Facebook announced in a blog post this week that it is taking steps to fight the youth suicide epidemic, including sharing data about how its users talk about suicide and self-harm and hiring a safety policy manager focusing on health and well-being.
Among the noteworthy changes in policy is Facebook’s decision to “no longer allow graphic cutting images.” The company, which owns Instagram, said it would also “[make] it harder to search for this type of content and [keep] it from being recommended in Explore.” That’s in addition to an announcement made in February that Instagram would start blurring images that depicted graphic self-harm. (Facebook did not return a request for comment.)
But while researchers studying the rise in suicide among young people applaud Facebook for making an effort, they say it’s unclear how the company’s very public announcement will translate into tangible results.
The idea that social media is behind a worrisome spate of youth suicides in the last few years is increasingly well documented. While not limited to social sites, the phenomenon of suicide contagion—where suicides reported in the media lead to an increase in suicides or suicide attempts—is particularly dangerous when mixed with digital platforms designed for viral sharing.
Jeanine Guidry, a professor in the School of Media and Culture at Virginia Commonwealth University, says that’s partially because research on the relationship between social media and suicide is nascent. In April, Guidry and her colleagues published a study in the Journal of Communication in Healthcare on the nature of conversations about suicide on Instagram.

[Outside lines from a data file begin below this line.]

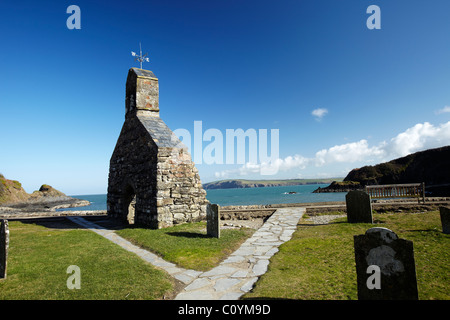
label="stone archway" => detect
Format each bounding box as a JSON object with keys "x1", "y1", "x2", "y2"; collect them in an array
[{"x1": 122, "y1": 184, "x2": 136, "y2": 224}]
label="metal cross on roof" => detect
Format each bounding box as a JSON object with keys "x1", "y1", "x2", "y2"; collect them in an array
[{"x1": 131, "y1": 42, "x2": 150, "y2": 69}]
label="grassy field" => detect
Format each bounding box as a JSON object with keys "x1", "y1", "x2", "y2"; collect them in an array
[
  {"x1": 117, "y1": 222, "x2": 254, "y2": 271},
  {"x1": 0, "y1": 211, "x2": 450, "y2": 300},
  {"x1": 0, "y1": 221, "x2": 175, "y2": 300},
  {"x1": 244, "y1": 211, "x2": 450, "y2": 300}
]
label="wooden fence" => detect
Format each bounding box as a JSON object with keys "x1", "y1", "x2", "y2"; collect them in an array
[{"x1": 366, "y1": 182, "x2": 425, "y2": 203}]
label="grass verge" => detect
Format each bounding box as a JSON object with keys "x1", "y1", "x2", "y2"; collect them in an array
[
  {"x1": 0, "y1": 221, "x2": 175, "y2": 300},
  {"x1": 244, "y1": 211, "x2": 450, "y2": 300},
  {"x1": 116, "y1": 222, "x2": 254, "y2": 271}
]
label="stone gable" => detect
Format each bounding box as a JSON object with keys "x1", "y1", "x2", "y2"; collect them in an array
[{"x1": 107, "y1": 68, "x2": 208, "y2": 228}]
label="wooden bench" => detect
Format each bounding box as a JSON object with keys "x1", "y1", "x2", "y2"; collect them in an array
[{"x1": 366, "y1": 182, "x2": 425, "y2": 203}]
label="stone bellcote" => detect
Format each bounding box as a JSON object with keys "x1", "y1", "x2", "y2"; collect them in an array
[{"x1": 125, "y1": 68, "x2": 159, "y2": 117}]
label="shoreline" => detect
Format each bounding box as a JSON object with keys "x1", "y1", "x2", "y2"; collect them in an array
[{"x1": 0, "y1": 197, "x2": 450, "y2": 220}]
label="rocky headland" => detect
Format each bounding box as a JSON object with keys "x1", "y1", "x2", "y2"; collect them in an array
[
  {"x1": 0, "y1": 174, "x2": 90, "y2": 215},
  {"x1": 203, "y1": 178, "x2": 342, "y2": 189},
  {"x1": 314, "y1": 146, "x2": 450, "y2": 197}
]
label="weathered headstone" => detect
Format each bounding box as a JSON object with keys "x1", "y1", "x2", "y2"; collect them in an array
[
  {"x1": 0, "y1": 220, "x2": 9, "y2": 279},
  {"x1": 439, "y1": 207, "x2": 450, "y2": 234},
  {"x1": 354, "y1": 228, "x2": 419, "y2": 300},
  {"x1": 345, "y1": 190, "x2": 372, "y2": 223},
  {"x1": 206, "y1": 204, "x2": 220, "y2": 238}
]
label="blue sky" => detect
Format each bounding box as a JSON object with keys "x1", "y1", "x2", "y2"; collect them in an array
[{"x1": 0, "y1": 0, "x2": 450, "y2": 195}]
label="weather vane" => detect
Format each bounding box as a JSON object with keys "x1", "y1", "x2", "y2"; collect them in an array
[{"x1": 131, "y1": 42, "x2": 150, "y2": 69}]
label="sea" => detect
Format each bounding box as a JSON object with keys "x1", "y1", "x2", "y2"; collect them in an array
[{"x1": 58, "y1": 184, "x2": 346, "y2": 211}]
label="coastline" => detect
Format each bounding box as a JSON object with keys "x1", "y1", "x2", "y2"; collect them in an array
[{"x1": 0, "y1": 197, "x2": 450, "y2": 221}]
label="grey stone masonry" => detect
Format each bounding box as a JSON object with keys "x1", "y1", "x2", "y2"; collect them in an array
[
  {"x1": 354, "y1": 228, "x2": 419, "y2": 300},
  {"x1": 345, "y1": 191, "x2": 372, "y2": 223},
  {"x1": 439, "y1": 207, "x2": 450, "y2": 234},
  {"x1": 107, "y1": 68, "x2": 208, "y2": 228},
  {"x1": 0, "y1": 220, "x2": 9, "y2": 279},
  {"x1": 206, "y1": 204, "x2": 220, "y2": 238}
]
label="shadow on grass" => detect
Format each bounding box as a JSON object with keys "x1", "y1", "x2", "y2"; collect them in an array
[{"x1": 167, "y1": 231, "x2": 211, "y2": 238}]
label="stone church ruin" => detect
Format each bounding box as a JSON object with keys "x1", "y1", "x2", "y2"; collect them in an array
[{"x1": 107, "y1": 68, "x2": 208, "y2": 229}]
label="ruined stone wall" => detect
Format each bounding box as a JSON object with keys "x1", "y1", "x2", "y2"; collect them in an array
[
  {"x1": 107, "y1": 68, "x2": 208, "y2": 228},
  {"x1": 156, "y1": 147, "x2": 208, "y2": 227},
  {"x1": 107, "y1": 117, "x2": 157, "y2": 228}
]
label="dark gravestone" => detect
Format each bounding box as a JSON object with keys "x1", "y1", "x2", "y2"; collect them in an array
[
  {"x1": 0, "y1": 220, "x2": 9, "y2": 279},
  {"x1": 206, "y1": 204, "x2": 220, "y2": 238},
  {"x1": 345, "y1": 191, "x2": 372, "y2": 223},
  {"x1": 354, "y1": 228, "x2": 419, "y2": 300},
  {"x1": 439, "y1": 207, "x2": 450, "y2": 234}
]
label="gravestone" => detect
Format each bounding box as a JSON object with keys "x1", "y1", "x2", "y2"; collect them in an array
[
  {"x1": 439, "y1": 207, "x2": 450, "y2": 234},
  {"x1": 345, "y1": 190, "x2": 372, "y2": 223},
  {"x1": 0, "y1": 220, "x2": 9, "y2": 279},
  {"x1": 206, "y1": 204, "x2": 220, "y2": 238},
  {"x1": 354, "y1": 228, "x2": 419, "y2": 300}
]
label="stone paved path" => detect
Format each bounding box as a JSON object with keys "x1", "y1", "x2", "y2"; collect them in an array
[{"x1": 68, "y1": 208, "x2": 305, "y2": 300}]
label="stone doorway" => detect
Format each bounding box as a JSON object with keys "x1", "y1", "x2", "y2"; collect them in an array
[{"x1": 123, "y1": 185, "x2": 136, "y2": 225}]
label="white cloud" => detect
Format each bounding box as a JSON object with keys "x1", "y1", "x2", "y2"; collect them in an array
[
  {"x1": 435, "y1": 106, "x2": 450, "y2": 114},
  {"x1": 216, "y1": 121, "x2": 450, "y2": 178},
  {"x1": 311, "y1": 108, "x2": 328, "y2": 121},
  {"x1": 315, "y1": 140, "x2": 383, "y2": 166}
]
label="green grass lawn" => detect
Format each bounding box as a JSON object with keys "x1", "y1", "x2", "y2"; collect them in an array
[
  {"x1": 0, "y1": 221, "x2": 175, "y2": 300},
  {"x1": 244, "y1": 211, "x2": 450, "y2": 300},
  {"x1": 116, "y1": 222, "x2": 254, "y2": 271}
]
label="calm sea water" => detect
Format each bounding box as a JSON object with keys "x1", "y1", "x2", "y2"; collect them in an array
[{"x1": 61, "y1": 184, "x2": 346, "y2": 211}]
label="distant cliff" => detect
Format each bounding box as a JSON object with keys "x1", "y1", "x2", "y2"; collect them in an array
[
  {"x1": 0, "y1": 174, "x2": 89, "y2": 211},
  {"x1": 203, "y1": 178, "x2": 342, "y2": 189},
  {"x1": 319, "y1": 146, "x2": 450, "y2": 196}
]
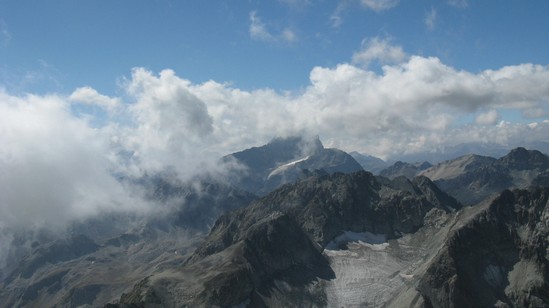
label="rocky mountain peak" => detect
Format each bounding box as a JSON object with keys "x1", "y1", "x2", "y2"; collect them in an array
[{"x1": 498, "y1": 147, "x2": 549, "y2": 170}]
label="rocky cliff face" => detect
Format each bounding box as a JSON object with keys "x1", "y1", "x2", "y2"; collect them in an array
[
  {"x1": 418, "y1": 188, "x2": 549, "y2": 307},
  {"x1": 113, "y1": 172, "x2": 460, "y2": 307},
  {"x1": 223, "y1": 137, "x2": 363, "y2": 195},
  {"x1": 421, "y1": 148, "x2": 549, "y2": 205},
  {"x1": 0, "y1": 177, "x2": 256, "y2": 307}
]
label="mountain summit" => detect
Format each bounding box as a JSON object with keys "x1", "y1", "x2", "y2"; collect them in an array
[{"x1": 223, "y1": 136, "x2": 363, "y2": 195}]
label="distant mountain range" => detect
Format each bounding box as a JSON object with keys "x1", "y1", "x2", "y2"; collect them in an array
[
  {"x1": 0, "y1": 137, "x2": 549, "y2": 307},
  {"x1": 223, "y1": 137, "x2": 363, "y2": 195}
]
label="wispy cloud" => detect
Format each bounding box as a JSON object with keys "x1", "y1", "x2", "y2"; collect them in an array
[
  {"x1": 330, "y1": 0, "x2": 399, "y2": 28},
  {"x1": 249, "y1": 11, "x2": 298, "y2": 43},
  {"x1": 0, "y1": 19, "x2": 11, "y2": 46},
  {"x1": 448, "y1": 0, "x2": 469, "y2": 9},
  {"x1": 278, "y1": 0, "x2": 311, "y2": 10},
  {"x1": 424, "y1": 7, "x2": 438, "y2": 31},
  {"x1": 0, "y1": 47, "x2": 549, "y2": 233},
  {"x1": 360, "y1": 0, "x2": 399, "y2": 13},
  {"x1": 352, "y1": 37, "x2": 406, "y2": 67}
]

They found that posts that mentioned and graphically showed ideas about suicide elicited higher engagement than other posts. Public health organizations, meanwhile, were not using Instagram to help fight suicide—a potentially lost opportunity, particularly given how popular the platform is among teens and young adults, says Dan Romer, the research director at the University of Pennsylvania’s Adolescent Communication Institute.
“At a minimum, those behaviors can seem popular or normative,” Romer says. “At a serious level, it could encourage someone who is thinking of doing those things to imitate them.”
In May, he and his coauthors published a study that looked at how Instagram images of self-harm affected over 700 adults between 18 and 29. They found that within a month of being exposed to such images, 60% of people had thought about what it would be like to inflict self-harm.
The work showed something else, too: only 20% of the people in the study intentionally searched for content related to self-harm on Instagram, which means a large number of people who proved susceptible to these images were exposed to them accidentally. In those cases, Facebook’s pledge to make it harder to search for such posts would be ineffective.
It’s also unclear how Facebook intends to achieve its goal of not allowing graphic cutting images. “They are going to need AI to identify these images because there are too many of them,” Romer says. But that presents a challenge: “How do you train artificial intelligence to consider the varying degrees of what people think is problematic?”
Another part of Facebook’s pledge—to engage its users with friends to help fight suicide contagion—shows some promise. In her research, Guidry showed that “you hear about social media and negative comments and cyberbullying [leading to suicide], but we found almost exclusively supportive messages— ‘I am here for you,’ ‘You’re not alone,’” she says. One recent study found that people readily used Instagram’s self-harm reporting tool when they learned about its existence and function.
So people care, and want to help. Romer, though, still isn’t sure how friends could come into play: “How do you know who a friend is? And how do you identify people [who could help]? There’s a privacy issue.”
Facebook’s plan to hire a safety expert was met with more questions than cheers. The position is wide in scope: it involves developing global policy to “thwart activity and individuals that undermine the safety, health and well-being of our global community,” and addressing (in addition to suicide and self-harm) “eating disorders, depression, anxiety, addiction, nutrition, healthy habits, vaccinations, and more.”
That is a “big, big, big job for whoever has that,“ Romer says. ”That job will have a big, big challenge. I’ll be interested to see who gets it. The only person who would be qualified would be those who served on an injury prevention position at a major health organization like at the WHO or CDC, because that’s the level that they are looking for.”
“You could argue public relations is what they’re doing, that they’re sending the message they’re concerned,” Romer adds. “Whether one person can organize efforts across all those things is a good question.”